Surely though, less people drinking high abv beers reduces the social costs brought about by the use of emergency services, public bodies like the NHS, insurance costs to repair the damage caused by rampaging drunkards? If the government had made any attempt to understand the difference between a bottle of Great Divide Yeti and Carlsberg Special Brew they might have realised that instead of solving a problem, they have actually created one.
The sad thing about this duty hike is that it is designed to combat a problem that barely exists, the negative social externalities brought about by the consumption of high strength beers. I am aware that certain elements of society consume cans of Tennents Super in parks and shout randomly at passers by. However, they are not in the park shouting at passers by BECAUSE they are drinking high strength beer, and pricing them out of high strength beer will not eliminate them from the park or change their behaviour when they start drinking supermarket value vodka instead. Treating the effects has no impact on the cause.
All those involved with microbrewing know that our industry is currently bouyant, we are bucking the global economic trend. Unfortunately we have a chancellor with a degree in modern history making economic decisions he doesn't really understand (for example, for those who don't know what 'quantitative easing' is, it's essentially a last ditch attempt to reverse a conventional financial process because you're heading into economic meltdown. Potential for failure is high and means banks could stop lending, or inflation goes through the roof - laymens terms).
I don't for a minute think this duty increase has been implemented to combat negative social externalities, and it most definitely not an example of pigouvian taxation. Those who were consulted for the Review of Alcohol Taxation were the likes of Heineken, Ab-Inbev, Molson Coors, SAB-Miller. Also, some Supermarket chains. Who has been left almost completely unaffected by this duty rise? Big breweries and supermarkets. Surprising? No.
Who has been affected by this? Small breweries (the ones who are bucking the economic trend, proving themselves to be more viable in the current climate and therefore worthy of government support) and independent retailers. The Chancellor said he was going to focus on micro-economics to get the country out of the recession, which is pretty meaningless anyway, but then makes a decision which absolutely the antithesis of that statement. Ergo, the chancellor is a gutless twat who is more interested in appeasing the lobbyists of big business (much of which is based overseas) than helping small local businesses grow enabling local economies to become bouyant and have a positive macroeconomic effect.

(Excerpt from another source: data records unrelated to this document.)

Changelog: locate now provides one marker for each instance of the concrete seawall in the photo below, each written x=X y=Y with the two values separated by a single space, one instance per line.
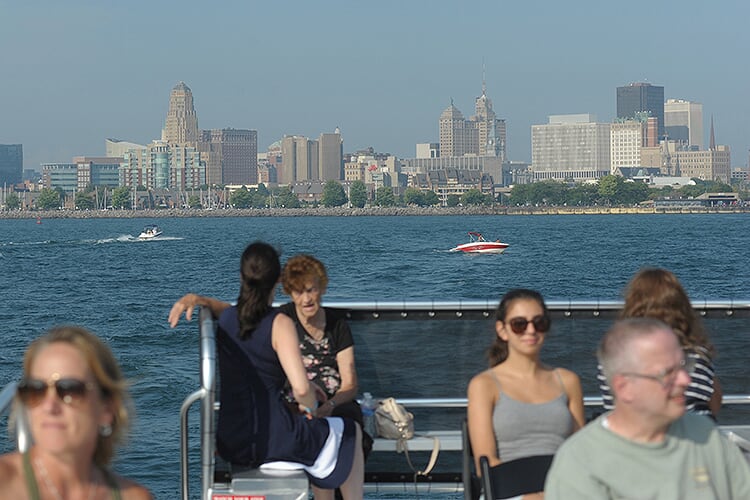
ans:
x=355 y=212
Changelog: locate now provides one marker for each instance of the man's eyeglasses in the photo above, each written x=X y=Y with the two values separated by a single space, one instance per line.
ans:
x=667 y=376
x=71 y=391
x=518 y=325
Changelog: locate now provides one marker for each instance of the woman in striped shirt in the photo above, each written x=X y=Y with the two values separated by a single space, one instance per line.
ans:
x=657 y=293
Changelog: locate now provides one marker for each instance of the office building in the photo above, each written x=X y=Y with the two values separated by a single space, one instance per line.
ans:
x=11 y=164
x=683 y=121
x=161 y=165
x=491 y=130
x=97 y=171
x=641 y=98
x=331 y=156
x=428 y=150
x=115 y=148
x=182 y=123
x=626 y=142
x=458 y=136
x=231 y=155
x=570 y=147
x=299 y=159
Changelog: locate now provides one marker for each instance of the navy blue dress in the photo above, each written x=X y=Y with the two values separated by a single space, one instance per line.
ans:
x=255 y=425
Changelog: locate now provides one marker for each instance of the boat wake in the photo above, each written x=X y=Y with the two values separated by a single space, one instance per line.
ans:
x=129 y=238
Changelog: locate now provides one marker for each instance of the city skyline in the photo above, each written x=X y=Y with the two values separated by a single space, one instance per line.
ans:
x=382 y=73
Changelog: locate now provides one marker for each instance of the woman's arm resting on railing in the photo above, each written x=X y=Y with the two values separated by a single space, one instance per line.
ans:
x=190 y=301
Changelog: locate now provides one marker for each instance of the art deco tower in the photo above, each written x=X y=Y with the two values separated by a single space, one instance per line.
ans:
x=491 y=130
x=182 y=123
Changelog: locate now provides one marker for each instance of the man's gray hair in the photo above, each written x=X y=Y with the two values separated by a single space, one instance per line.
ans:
x=615 y=352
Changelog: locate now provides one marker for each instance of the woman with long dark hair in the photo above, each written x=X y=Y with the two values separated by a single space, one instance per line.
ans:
x=520 y=406
x=258 y=353
x=657 y=293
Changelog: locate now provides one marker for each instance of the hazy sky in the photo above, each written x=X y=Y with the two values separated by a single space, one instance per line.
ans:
x=75 y=72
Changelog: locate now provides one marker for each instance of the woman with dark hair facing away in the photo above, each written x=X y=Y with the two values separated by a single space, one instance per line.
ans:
x=76 y=402
x=258 y=353
x=657 y=293
x=521 y=407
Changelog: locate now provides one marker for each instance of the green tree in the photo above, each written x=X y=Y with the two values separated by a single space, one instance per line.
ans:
x=285 y=198
x=519 y=194
x=84 y=202
x=241 y=198
x=582 y=195
x=609 y=185
x=431 y=198
x=384 y=197
x=472 y=197
x=358 y=194
x=194 y=201
x=413 y=196
x=633 y=192
x=333 y=194
x=48 y=199
x=121 y=198
x=12 y=201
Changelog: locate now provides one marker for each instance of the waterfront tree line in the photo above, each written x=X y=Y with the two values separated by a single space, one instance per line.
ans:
x=610 y=190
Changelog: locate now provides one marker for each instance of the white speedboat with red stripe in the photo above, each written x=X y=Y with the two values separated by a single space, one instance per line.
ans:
x=478 y=244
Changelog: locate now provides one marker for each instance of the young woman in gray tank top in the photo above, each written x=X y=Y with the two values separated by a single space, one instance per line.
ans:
x=521 y=407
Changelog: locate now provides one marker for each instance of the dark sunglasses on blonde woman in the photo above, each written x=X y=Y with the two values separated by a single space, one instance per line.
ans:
x=518 y=325
x=70 y=391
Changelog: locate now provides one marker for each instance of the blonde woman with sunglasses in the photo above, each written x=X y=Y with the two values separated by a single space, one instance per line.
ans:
x=75 y=399
x=521 y=407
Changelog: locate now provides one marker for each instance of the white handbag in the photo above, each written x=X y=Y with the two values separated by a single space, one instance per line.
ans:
x=392 y=421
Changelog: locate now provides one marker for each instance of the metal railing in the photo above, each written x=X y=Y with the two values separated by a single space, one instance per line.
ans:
x=206 y=394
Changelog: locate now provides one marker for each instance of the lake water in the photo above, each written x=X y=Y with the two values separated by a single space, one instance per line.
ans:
x=94 y=272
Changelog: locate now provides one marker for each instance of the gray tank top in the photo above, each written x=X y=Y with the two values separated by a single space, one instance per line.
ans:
x=528 y=429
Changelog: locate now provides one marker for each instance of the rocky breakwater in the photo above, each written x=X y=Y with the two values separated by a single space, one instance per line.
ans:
x=252 y=212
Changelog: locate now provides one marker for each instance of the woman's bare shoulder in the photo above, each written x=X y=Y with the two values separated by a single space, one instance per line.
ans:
x=11 y=475
x=130 y=490
x=482 y=380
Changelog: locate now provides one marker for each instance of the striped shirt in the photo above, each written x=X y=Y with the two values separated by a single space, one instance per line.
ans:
x=697 y=394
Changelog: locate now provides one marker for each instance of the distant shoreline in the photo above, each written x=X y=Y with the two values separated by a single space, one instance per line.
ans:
x=358 y=212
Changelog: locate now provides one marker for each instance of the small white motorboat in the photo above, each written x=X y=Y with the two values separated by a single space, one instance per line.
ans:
x=477 y=244
x=151 y=231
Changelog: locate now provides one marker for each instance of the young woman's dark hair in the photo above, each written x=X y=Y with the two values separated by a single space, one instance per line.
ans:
x=498 y=351
x=259 y=273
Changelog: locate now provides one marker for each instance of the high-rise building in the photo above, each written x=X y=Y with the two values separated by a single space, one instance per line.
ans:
x=331 y=156
x=570 y=147
x=115 y=148
x=182 y=123
x=683 y=121
x=11 y=164
x=428 y=150
x=232 y=155
x=626 y=142
x=299 y=159
x=491 y=140
x=458 y=136
x=641 y=97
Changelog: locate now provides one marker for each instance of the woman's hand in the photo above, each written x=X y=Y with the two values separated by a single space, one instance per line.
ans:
x=190 y=301
x=184 y=304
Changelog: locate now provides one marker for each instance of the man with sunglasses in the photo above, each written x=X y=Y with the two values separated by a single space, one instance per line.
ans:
x=647 y=446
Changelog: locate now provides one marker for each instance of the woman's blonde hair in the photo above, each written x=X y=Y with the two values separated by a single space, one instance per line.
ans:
x=657 y=293
x=106 y=371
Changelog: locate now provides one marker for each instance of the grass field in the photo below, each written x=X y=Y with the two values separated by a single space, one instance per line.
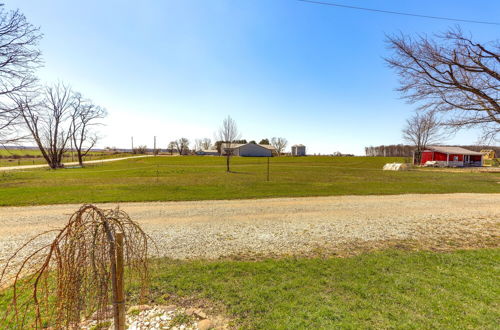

The very worst aspect though is this duty inhibits everything we hold dear to us in Britain. It inhibits our spirit, our passion for innovation and design, our love for striving for the best, for pushing ourselves creatively and it tells the non 'beer geeks' that high strength beers are bad, but 5% lager is good. It sends all the wrong messages to all the wrong people.
As usual, rich clueless people have made a decision which is wrong but easy, rather than making a decision that is right, but hard. Fuckwits.
What i hate about statements like 'Who cares about a tax on high strength beers, it's just a bunch of extreme brewers and beer geeks'. Is that in essence that statement is no different than "Who Cares about Racism , its just a bunch of Coloureds" Just because your not part of that group is not a reason not to care, or not to see what might be inherently wrong.